Title: | Creates a "shadow population" for comparative data analysis |
---|---|
Description: | Creates a "shadow population" for comparative data analysis. |
Authors: | Fran Barton [aut, cre] |
Maintainer: | Fran Barton <[email protected]> |
License: | MIT + file LICENSE |
Version: | 0.0.1 |
Built: | 2024-11-08 05:45:08 UTC |
Source: | https://codeberg.org/francisbarton/shadowpop |
This is a bit like creating a control group, or a training/testing set.
However, the aim is to create the best possible match between the sample
population (provided by the user) and the shadow population (generated by
the shadowpop()
function).
shadowpop( sample_data, source_data, match_cols = NULL, id_col = NULL, shadow_size = NULL )

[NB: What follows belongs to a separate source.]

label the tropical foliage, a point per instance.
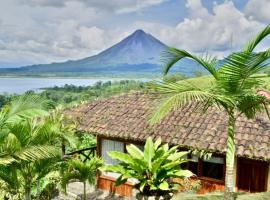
(30, 138)
(154, 169)
(81, 171)
(233, 89)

shadowpop( sample_data, source_data, match_cols = NULL, id_col = NULL, shadow_size = NULL )
sample_data |
data frame Your sample population |
source_data |
data frame A larger population from which to extract a shadow sample |
match_cols |
A character vector of column names shared between sample_data and source_data, to be used as variables to match against. Put the variable you care about most at the start of the list; "nice to have" matches towards the end |
id_col |
character A column name not included in match_cols, which acts as a unique ID or key for each row in sample_data and in source_data. An ID column named "id" will be automatically created if no id_col is specified |
shadow_size |
integer The number of rows of shadow population to create. If not specified this will be set to the same nrow as sample_data. Should be (meaningfully) less than nrow(source_data)! |